I interpret the Renaissance's fascination of ancient Greek and Roman text as a rejection of feudal ideology. Since capitalism didn't exist yet/barely existed, capitalist ideology also didn't exist/is barely developed, so they can't just replace feudal ideology with liberalism but instead had to reach for some nonfeudal ideology, which in the Italian city-states' context, would be the intellectual works produced by societies organized under the slavery mode of production. This nonfeudal ideology would be further intellectually developed until it finally emerged in its mature form as liberalism.

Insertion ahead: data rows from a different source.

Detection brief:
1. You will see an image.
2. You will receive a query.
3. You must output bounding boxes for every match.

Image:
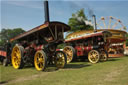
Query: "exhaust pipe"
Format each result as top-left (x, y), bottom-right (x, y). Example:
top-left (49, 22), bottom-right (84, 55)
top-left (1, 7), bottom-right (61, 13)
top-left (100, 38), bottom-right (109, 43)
top-left (44, 0), bottom-right (50, 23)
top-left (92, 15), bottom-right (97, 32)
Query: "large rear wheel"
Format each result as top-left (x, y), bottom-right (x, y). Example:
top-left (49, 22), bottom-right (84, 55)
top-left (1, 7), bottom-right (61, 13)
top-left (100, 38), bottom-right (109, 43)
top-left (55, 51), bottom-right (67, 68)
top-left (63, 46), bottom-right (75, 63)
top-left (88, 50), bottom-right (100, 63)
top-left (11, 45), bottom-right (24, 69)
top-left (34, 50), bottom-right (47, 71)
top-left (100, 50), bottom-right (108, 61)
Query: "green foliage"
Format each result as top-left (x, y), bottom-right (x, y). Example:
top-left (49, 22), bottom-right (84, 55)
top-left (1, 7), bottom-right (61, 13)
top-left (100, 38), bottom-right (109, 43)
top-left (68, 9), bottom-right (93, 32)
top-left (0, 28), bottom-right (25, 45)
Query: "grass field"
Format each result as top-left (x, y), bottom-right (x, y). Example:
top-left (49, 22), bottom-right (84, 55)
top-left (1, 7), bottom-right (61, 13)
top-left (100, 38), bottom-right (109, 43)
top-left (0, 56), bottom-right (128, 85)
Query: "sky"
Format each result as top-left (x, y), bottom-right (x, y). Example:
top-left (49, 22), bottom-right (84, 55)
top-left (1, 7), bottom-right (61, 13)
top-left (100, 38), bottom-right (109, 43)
top-left (0, 0), bottom-right (128, 32)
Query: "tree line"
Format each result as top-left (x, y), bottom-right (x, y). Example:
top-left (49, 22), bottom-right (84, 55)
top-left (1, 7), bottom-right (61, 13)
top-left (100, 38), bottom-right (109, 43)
top-left (0, 9), bottom-right (93, 48)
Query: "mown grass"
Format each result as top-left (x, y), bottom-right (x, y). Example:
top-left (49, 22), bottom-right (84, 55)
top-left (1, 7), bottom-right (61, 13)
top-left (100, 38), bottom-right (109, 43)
top-left (0, 56), bottom-right (128, 85)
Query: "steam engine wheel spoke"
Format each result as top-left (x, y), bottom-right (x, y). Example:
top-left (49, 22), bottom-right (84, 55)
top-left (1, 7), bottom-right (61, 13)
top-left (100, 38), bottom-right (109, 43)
top-left (11, 45), bottom-right (24, 69)
top-left (88, 50), bottom-right (100, 63)
top-left (55, 51), bottom-right (67, 68)
top-left (63, 46), bottom-right (75, 63)
top-left (34, 50), bottom-right (47, 71)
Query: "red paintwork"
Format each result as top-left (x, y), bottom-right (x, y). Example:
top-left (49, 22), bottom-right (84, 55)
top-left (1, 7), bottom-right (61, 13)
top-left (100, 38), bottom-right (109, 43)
top-left (0, 51), bottom-right (7, 57)
top-left (75, 46), bottom-right (93, 56)
top-left (65, 32), bottom-right (103, 43)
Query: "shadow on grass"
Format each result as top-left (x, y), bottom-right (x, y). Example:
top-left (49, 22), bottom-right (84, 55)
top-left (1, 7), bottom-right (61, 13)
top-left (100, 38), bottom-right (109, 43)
top-left (64, 64), bottom-right (91, 69)
top-left (0, 81), bottom-right (8, 85)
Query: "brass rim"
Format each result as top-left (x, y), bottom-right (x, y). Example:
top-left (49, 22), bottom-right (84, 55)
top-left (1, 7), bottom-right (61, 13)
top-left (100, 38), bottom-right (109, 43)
top-left (12, 46), bottom-right (21, 69)
top-left (88, 50), bottom-right (99, 63)
top-left (34, 51), bottom-right (45, 71)
top-left (55, 52), bottom-right (65, 68)
top-left (100, 51), bottom-right (107, 61)
top-left (63, 47), bottom-right (73, 63)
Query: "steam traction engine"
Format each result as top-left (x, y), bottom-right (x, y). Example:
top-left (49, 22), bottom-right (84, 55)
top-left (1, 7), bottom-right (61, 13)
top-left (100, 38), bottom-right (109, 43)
top-left (10, 1), bottom-right (70, 71)
top-left (63, 15), bottom-right (112, 63)
top-left (63, 31), bottom-right (111, 63)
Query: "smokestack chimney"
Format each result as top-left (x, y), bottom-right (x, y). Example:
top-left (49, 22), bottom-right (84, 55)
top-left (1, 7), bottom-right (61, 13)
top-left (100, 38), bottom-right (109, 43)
top-left (44, 0), bottom-right (50, 22)
top-left (92, 15), bottom-right (97, 32)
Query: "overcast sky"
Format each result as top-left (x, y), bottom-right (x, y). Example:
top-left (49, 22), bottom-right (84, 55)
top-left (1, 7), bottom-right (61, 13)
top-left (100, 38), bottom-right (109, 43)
top-left (0, 0), bottom-right (128, 30)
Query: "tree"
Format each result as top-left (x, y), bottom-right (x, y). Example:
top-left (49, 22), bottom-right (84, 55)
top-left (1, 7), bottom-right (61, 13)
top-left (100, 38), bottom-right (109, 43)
top-left (0, 28), bottom-right (25, 45)
top-left (68, 9), bottom-right (93, 32)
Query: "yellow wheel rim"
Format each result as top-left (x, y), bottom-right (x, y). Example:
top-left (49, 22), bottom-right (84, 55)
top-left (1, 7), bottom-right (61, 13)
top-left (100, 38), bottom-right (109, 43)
top-left (56, 52), bottom-right (65, 68)
top-left (12, 46), bottom-right (21, 69)
top-left (100, 51), bottom-right (107, 61)
top-left (63, 47), bottom-right (73, 63)
top-left (88, 50), bottom-right (99, 63)
top-left (34, 51), bottom-right (45, 71)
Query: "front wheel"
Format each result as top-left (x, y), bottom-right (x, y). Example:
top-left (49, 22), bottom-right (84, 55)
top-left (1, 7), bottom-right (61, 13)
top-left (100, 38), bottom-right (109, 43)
top-left (34, 50), bottom-right (47, 71)
top-left (88, 50), bottom-right (100, 63)
top-left (11, 45), bottom-right (24, 69)
top-left (55, 51), bottom-right (67, 68)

I've been thinking a lot about this because I think you made some really good points, especially with your second paragraph. With the first I would just say that modes of production can coexist even if one is always dominant, and when one dominant mode is replaced by another, the current dominant mode can subsume the ideology of previous modes for its own ends. Italy itself was probably always the most Roman place in the entire feudal world, especially with regard to its continuous trade links with the Arabs and Byzantines, who themselves practiced slight variations on the slave mode of production. (Slavery still existed in Italy in the Middle Ages and Renaissance; some of the most successful city-states like Venice and Genoa were powered by the slave trade.) I want to say it was Cardinal Bessarion or some other Byzantine intellectuals fleeing to Italy from the Byzantine world in 1453 who helped kick off the Renaissance devotion to ancient Greece and Rome, although Italian intellectuals like Dante and Petrarch who were active a century earlier obviously helped a lot. Renaissance humanism to me seems like a reawakening and further development of the ideological superstructure of Roman slavery. The fact that you can draw a straight line from Erasmus to Locke doesn't necessarily mean that Erasmus was living under a capitalist mode of production. Capitalism itself still utilizes feudal ideas (Leonard Leo, architect of the modern SCOTUS, is literally a hospitaller); feudalism likewise used Roman ideas even in the middle of the Middle Ages (Charlemagne called himself Emperor of the Romans for instance but there are many other examples).